Minneapolis mom Terri Bouressa had a different approach when raising her children, Maria and Saul, both now living on their own. “Growing up, I knew a family that wouldn’t let their kids have any candy. When they were away from their parents that was all that they would eat. I didn’t want meat to become a ‘forbidden’ thing for my family.”

But she won’t make a different entrée for every member of her family, either. “I would buy lunch meat for my kids, but our dinners were always vegetarian. If they were eating out at a restaurant or at summer camp they could choose meat if they wanted, but I never cooked it for them.”

 

Food fight

Here’s a flip side: what do you do when your daughter comes home from fourth grade and decides that she is now a vegetarian in a family of meat eaters? Rising says, “Parents shouldn’t see her choice as a ‘disrespect thing,’ but rather be proud of their kid for being a critical thinker,” speaking partly from her own experience. Although her decision to become vegetarian, and later vegan, as a child created some tension with her mom at first, she is now more open to the lifestyle.
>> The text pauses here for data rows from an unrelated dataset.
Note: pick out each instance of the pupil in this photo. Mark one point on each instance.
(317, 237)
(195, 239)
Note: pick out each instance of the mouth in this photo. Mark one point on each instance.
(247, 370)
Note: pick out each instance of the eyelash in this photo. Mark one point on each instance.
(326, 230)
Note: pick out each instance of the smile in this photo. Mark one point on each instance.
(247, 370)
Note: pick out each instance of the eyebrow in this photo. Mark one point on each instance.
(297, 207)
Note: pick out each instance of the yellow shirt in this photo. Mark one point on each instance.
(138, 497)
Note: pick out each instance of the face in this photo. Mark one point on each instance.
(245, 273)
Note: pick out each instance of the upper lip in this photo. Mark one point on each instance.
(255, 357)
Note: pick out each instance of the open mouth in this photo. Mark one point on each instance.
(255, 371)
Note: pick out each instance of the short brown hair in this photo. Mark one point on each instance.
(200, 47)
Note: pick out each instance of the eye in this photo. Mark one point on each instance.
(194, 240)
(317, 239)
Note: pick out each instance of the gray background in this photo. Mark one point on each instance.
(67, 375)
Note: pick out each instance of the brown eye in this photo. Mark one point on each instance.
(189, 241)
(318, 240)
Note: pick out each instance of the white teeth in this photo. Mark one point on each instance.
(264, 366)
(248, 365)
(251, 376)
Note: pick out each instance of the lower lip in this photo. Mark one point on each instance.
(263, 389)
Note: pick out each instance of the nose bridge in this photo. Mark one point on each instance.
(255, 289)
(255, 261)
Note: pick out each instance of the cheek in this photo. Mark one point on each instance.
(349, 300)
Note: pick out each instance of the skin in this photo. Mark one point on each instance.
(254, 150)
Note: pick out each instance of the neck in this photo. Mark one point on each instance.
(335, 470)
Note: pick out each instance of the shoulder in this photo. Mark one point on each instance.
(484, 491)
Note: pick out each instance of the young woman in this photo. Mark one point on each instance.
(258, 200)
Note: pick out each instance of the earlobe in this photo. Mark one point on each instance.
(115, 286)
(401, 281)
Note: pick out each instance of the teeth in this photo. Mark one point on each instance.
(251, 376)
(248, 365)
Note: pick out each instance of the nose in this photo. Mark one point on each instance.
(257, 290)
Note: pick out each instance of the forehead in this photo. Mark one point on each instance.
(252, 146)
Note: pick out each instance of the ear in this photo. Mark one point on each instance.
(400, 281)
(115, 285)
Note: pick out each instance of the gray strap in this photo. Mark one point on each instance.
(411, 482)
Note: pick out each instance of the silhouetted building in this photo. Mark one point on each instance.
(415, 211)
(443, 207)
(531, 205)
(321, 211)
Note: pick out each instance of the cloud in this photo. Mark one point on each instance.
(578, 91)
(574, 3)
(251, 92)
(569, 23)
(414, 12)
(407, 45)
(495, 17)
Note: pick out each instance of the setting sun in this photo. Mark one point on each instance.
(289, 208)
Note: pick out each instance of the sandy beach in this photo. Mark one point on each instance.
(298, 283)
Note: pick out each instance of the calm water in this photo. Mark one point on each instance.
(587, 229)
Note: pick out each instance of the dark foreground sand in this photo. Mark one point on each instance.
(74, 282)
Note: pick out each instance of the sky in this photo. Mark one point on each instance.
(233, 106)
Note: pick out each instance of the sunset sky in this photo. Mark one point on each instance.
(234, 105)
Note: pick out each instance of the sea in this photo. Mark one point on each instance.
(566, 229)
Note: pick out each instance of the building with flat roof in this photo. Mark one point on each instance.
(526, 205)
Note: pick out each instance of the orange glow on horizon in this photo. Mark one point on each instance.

Nowatzki was in his 20s when he made the switch from a self-described “meat and cheese guy” to being vegan but had a similar experience with his parents at first. “I’ve become closer with my mom through cooking together,” he says. “Before I became vegan I didn’t care about cooking.”

 

Healthy eating, any way you slice it

Evelyn and Elliott Hill’s favorite foods seem typical of most American kids; pizza, tacos, and peanut butter and jelly sandwiches top the list (albeit vegan versions). But not far behind are broccoli and pineapple for Elliott, and kale chips and raspberries for Evelyn.

“Sometimes people have this perception that veganism isn’t healthy for children, but I think it pushes my kids to try a greater variety of options. Instead of gravitating toward processed foods, they eat a lot more fruits and veggies,” Hill says. Time-pressed parents need not worry, either. “There’s a false idea of how much time it takes to cook healthful food. It doesn’t take any longer than ordering take-out would.”

The Academy of Nutrition and Dietetics and American Academy of Pediatrics (AAP) agree that vegan and vegetarian diets are healthy—if they are well planned. Parents of vegan kids will need to pay closer attention to their kids’ diets to make they’re getting adequate amounts of Vitamin B12, Vitamin D, calcium, iron, and protein, but otherwise are healthy and grow at similar rates to their omnivore counterparts.

Bouressa says if she were to raise her kids all over again she would still approach eating the same way, but added, “It would be easier since now there are a lot more vegetarian options for kids.”